Территория столь обширная и диковинная была бы мечтой любого мальчишки, но Салли с Патриком она служила еще и убежищем от их несчастливого дома на Баудон-стрит, в котором их бедная мать была в буквальном смысле пленницей: она стыдилась выходить из дома, поскольку у нее то наливался фингал, то распухала разбитая губа. Большой Джим, так ее разукрашивавший, напротив, был желанным гостем во всех окрестных кабаках, где, как неофициальный хозяин “Сан-Суси”, осыпал своих почитателей щедротами – не сказать чтобы тайными. Учитывая его многочисленные и разнообразные обязанности, Большой Джим считал, что ему вопиюще недоплачивают, и это, по его мнению, оправдывало его выгодный приработок. Особых удобств Джим предложить не мог – воду и электричество отключили везде, кроме нескольких комнат, – но тем не менее он сдавал их почасово за очень разумную цену и тем самым увеличивал свое жалованье смотрителя более чем в два раза. Поговаривали, что порой он и сам водит туда женщин.

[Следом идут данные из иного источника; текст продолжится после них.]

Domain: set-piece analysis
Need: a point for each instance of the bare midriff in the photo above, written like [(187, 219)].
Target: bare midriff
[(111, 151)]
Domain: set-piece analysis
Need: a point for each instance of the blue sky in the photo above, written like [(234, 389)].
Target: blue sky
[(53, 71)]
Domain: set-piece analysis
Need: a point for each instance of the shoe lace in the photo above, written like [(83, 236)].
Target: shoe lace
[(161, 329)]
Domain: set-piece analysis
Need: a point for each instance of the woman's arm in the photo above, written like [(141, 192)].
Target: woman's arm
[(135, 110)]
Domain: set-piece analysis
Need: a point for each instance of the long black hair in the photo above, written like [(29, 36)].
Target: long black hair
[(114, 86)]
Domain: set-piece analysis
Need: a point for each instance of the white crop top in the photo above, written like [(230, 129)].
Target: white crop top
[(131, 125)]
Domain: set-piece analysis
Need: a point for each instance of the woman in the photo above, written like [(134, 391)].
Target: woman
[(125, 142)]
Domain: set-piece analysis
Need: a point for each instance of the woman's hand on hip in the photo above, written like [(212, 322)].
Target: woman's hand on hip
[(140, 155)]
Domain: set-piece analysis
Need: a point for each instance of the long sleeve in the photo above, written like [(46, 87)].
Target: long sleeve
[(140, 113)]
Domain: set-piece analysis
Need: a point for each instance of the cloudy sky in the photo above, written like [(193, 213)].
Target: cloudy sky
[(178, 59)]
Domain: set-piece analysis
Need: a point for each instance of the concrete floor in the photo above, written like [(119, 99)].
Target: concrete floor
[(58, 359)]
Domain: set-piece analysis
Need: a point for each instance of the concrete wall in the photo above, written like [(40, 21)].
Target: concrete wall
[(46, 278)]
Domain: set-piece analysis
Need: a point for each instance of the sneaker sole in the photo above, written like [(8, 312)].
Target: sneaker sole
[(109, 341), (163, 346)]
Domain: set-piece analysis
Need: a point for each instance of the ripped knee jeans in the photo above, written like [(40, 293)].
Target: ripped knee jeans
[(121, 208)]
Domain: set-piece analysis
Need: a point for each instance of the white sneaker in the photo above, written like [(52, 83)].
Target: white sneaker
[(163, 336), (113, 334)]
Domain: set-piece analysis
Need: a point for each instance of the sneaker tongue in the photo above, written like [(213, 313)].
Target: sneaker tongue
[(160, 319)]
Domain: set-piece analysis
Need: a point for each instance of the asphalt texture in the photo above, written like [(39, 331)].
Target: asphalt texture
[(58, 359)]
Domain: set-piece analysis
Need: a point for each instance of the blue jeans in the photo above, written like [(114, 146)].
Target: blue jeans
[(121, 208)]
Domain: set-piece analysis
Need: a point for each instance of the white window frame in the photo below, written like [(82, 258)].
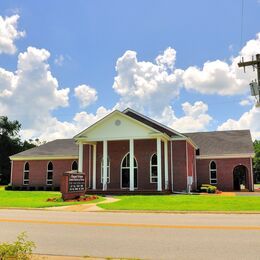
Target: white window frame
[(152, 166), (128, 167), (213, 181), (108, 170), (49, 182), (26, 181), (72, 165)]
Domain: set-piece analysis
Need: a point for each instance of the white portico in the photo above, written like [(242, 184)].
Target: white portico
[(118, 136)]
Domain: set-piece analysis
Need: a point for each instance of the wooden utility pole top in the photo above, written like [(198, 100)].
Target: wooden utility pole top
[(255, 63)]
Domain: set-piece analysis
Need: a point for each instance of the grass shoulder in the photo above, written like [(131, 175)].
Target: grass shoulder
[(35, 199), (184, 203)]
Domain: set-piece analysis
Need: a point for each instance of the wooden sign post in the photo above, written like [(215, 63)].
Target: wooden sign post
[(73, 185)]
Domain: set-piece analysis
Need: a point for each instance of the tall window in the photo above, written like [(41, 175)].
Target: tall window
[(108, 170), (49, 174), (213, 172), (26, 171), (153, 169), (74, 166), (125, 172)]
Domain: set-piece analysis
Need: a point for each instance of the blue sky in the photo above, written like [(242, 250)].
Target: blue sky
[(85, 39)]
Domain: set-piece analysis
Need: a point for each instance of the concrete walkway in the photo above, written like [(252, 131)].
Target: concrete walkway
[(83, 207)]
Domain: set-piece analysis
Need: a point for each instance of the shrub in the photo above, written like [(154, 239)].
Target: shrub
[(21, 249), (208, 188), (8, 187)]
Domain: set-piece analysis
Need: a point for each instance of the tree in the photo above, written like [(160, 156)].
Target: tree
[(257, 160), (10, 143)]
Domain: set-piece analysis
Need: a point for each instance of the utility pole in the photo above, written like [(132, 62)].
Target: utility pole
[(254, 85)]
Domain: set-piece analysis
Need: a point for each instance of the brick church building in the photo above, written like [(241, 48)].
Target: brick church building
[(129, 152)]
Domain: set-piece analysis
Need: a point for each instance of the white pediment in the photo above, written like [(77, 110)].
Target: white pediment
[(116, 126)]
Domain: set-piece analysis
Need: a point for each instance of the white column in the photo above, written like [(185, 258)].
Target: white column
[(105, 165), (131, 153), (166, 174), (159, 164), (94, 166), (80, 167)]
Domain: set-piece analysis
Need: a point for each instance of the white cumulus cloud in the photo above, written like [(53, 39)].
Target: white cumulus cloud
[(146, 86), (86, 95), (9, 33), (221, 77)]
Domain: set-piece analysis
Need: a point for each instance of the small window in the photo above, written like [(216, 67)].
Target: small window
[(153, 169), (26, 174), (49, 178), (108, 170), (74, 166), (213, 172)]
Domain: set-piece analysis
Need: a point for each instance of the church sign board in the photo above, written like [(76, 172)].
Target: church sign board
[(73, 185)]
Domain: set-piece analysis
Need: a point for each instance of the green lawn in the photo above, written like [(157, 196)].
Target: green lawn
[(185, 203), (33, 199)]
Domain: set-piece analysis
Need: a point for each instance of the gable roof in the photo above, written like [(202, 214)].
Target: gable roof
[(222, 143), (65, 148), (152, 123), (110, 115)]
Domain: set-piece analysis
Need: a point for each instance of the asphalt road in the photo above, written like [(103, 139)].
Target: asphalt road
[(136, 235)]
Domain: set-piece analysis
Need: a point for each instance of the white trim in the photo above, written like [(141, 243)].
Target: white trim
[(105, 164), (47, 172), (11, 176), (195, 172), (108, 170), (166, 173), (89, 166), (121, 138), (159, 163), (212, 170), (226, 156), (80, 165), (171, 167), (79, 137), (252, 175), (33, 158), (153, 165), (186, 138), (152, 121), (26, 172), (128, 167), (131, 161), (94, 166), (187, 167)]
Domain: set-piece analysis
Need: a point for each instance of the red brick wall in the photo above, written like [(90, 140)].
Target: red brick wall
[(179, 165), (225, 169), (38, 171)]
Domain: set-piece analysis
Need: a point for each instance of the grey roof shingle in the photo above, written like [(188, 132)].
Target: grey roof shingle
[(59, 147), (223, 142)]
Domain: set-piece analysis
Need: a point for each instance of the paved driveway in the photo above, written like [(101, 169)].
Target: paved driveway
[(137, 235)]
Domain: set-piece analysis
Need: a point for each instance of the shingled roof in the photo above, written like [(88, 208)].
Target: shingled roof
[(223, 142), (56, 148)]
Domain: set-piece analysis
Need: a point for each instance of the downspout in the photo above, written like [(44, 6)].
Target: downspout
[(171, 169), (252, 176)]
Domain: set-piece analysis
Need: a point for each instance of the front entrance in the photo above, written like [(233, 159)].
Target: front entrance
[(240, 178), (125, 172)]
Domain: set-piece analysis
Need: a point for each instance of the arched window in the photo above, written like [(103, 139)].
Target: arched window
[(74, 166), (108, 170), (49, 177), (153, 169), (26, 171), (125, 172), (213, 172)]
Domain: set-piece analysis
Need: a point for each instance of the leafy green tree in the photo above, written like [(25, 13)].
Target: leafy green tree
[(257, 160), (10, 143)]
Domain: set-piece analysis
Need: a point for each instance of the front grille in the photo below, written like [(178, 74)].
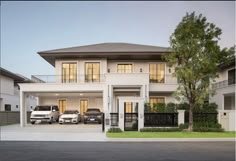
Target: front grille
[(39, 115)]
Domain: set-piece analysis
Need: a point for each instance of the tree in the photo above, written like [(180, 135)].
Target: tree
[(195, 57)]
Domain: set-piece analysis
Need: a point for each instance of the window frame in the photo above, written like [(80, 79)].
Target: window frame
[(156, 81)]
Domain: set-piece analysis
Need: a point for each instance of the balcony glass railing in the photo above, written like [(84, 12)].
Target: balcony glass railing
[(68, 79), (224, 83)]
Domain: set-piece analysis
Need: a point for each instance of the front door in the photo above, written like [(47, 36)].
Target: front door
[(130, 116), (62, 105)]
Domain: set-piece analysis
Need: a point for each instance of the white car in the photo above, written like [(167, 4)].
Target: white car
[(70, 116), (45, 113)]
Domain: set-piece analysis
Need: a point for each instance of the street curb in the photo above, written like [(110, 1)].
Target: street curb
[(170, 140)]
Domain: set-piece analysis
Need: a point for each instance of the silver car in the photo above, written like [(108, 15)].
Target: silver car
[(70, 116)]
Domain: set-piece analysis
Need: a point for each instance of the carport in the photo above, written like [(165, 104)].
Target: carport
[(68, 96)]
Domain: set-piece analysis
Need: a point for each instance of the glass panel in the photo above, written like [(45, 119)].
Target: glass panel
[(69, 73), (92, 72), (83, 106), (157, 73), (154, 100), (124, 68)]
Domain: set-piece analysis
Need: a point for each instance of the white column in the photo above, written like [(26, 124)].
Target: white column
[(23, 114), (105, 107), (121, 114), (180, 116), (140, 115)]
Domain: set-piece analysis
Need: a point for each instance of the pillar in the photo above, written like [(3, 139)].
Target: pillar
[(23, 111)]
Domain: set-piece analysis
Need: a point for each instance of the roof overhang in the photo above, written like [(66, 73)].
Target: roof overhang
[(50, 58)]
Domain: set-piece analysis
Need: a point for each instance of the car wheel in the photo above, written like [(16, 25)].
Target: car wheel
[(50, 122)]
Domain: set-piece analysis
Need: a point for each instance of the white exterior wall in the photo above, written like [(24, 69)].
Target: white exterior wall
[(10, 94)]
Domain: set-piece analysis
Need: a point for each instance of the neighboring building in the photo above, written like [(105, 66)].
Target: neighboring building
[(10, 91)]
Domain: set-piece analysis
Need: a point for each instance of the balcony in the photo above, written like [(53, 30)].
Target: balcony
[(127, 78), (98, 78), (223, 84), (163, 83)]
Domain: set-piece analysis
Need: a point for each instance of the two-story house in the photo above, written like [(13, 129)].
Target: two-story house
[(10, 92), (115, 77), (224, 96)]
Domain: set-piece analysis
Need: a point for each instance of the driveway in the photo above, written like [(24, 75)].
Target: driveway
[(107, 151), (53, 132)]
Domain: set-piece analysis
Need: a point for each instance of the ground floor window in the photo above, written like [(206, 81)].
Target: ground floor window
[(83, 106), (154, 100), (7, 107), (62, 105)]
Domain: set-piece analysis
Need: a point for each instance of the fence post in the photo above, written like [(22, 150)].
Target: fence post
[(181, 116)]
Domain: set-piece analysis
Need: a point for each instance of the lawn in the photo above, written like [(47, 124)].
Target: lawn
[(172, 135)]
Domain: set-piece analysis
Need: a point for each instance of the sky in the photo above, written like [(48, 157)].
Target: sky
[(30, 27)]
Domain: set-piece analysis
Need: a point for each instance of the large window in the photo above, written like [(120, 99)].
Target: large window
[(153, 100), (92, 72), (124, 68), (157, 73), (83, 106), (69, 73), (231, 76), (62, 105)]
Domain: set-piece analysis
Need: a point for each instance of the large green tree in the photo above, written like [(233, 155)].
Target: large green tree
[(195, 57)]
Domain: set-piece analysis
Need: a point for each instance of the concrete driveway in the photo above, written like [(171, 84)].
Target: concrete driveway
[(53, 132)]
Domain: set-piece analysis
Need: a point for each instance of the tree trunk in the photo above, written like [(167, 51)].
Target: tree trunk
[(190, 127)]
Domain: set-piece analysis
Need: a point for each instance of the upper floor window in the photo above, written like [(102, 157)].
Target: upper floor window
[(154, 100), (69, 73), (92, 72), (157, 73), (124, 68), (231, 76)]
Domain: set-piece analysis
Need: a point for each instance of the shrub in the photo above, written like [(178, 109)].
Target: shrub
[(207, 129), (183, 106), (170, 107), (114, 130), (160, 129), (183, 126)]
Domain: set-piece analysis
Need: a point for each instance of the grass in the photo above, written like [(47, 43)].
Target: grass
[(184, 134)]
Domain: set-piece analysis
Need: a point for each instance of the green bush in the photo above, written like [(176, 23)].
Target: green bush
[(114, 130), (207, 129), (183, 126), (170, 107), (160, 129), (183, 106)]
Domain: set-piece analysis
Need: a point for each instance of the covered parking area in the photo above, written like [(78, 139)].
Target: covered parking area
[(66, 97)]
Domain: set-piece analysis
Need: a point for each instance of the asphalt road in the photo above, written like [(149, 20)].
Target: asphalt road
[(113, 151)]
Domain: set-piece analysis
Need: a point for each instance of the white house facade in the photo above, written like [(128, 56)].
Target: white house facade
[(114, 77), (10, 92), (224, 96)]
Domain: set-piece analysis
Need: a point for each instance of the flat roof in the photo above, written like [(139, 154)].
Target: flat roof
[(106, 50)]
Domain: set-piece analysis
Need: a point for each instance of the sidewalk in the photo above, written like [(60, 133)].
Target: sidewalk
[(170, 139)]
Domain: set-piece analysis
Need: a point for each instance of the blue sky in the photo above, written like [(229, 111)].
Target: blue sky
[(29, 27)]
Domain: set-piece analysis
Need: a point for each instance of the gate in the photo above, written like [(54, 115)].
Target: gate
[(131, 121)]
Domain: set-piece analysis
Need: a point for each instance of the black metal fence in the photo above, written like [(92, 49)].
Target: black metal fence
[(200, 117), (160, 119), (114, 119)]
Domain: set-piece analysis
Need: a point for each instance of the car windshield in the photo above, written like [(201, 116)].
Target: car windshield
[(70, 112), (42, 108), (93, 110)]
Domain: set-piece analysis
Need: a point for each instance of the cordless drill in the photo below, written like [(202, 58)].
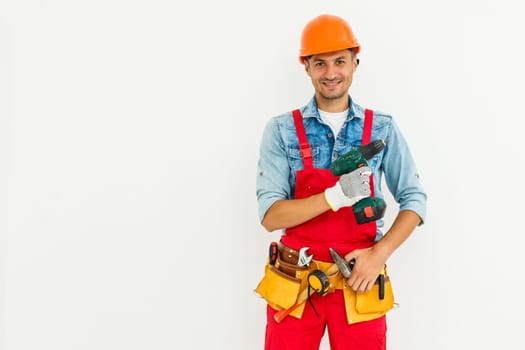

Его, разумеется, предупреждали, что рано или поздно о его художествах станет известно и его уволят, но Большой Джим не желал и слушать. Ведь те, перед кем он отчитывался, жили в Олбани и в Нью-Йорке. Джим, проведший всю жизнь в Бате, имел искаженное представление о расстояниях. До первого города – с тех пор как выстроили федеральную автомагистраль 87 – было тридцать пять минут на машине, но Джиму казалось, будто Олбани так далеко, что не доехать, а до Нью-Йорка и вовсе как до обратной стороны Луны. Откуда тем, кто живет в этакой дали, знать, чем он тут занят? Им и без того хватает забот с враждующими членами семейства, которым принадлежит боґльшая часть “Сан-Суси” и которые никак не могут договориться между собою, как ею распорядиться. Тем более что когда в “Сан-Суси” ожидался очередной потенциальный покупатель, Большого Джима предупреждали заблаговременно, чтобы он успел привести все в порядок.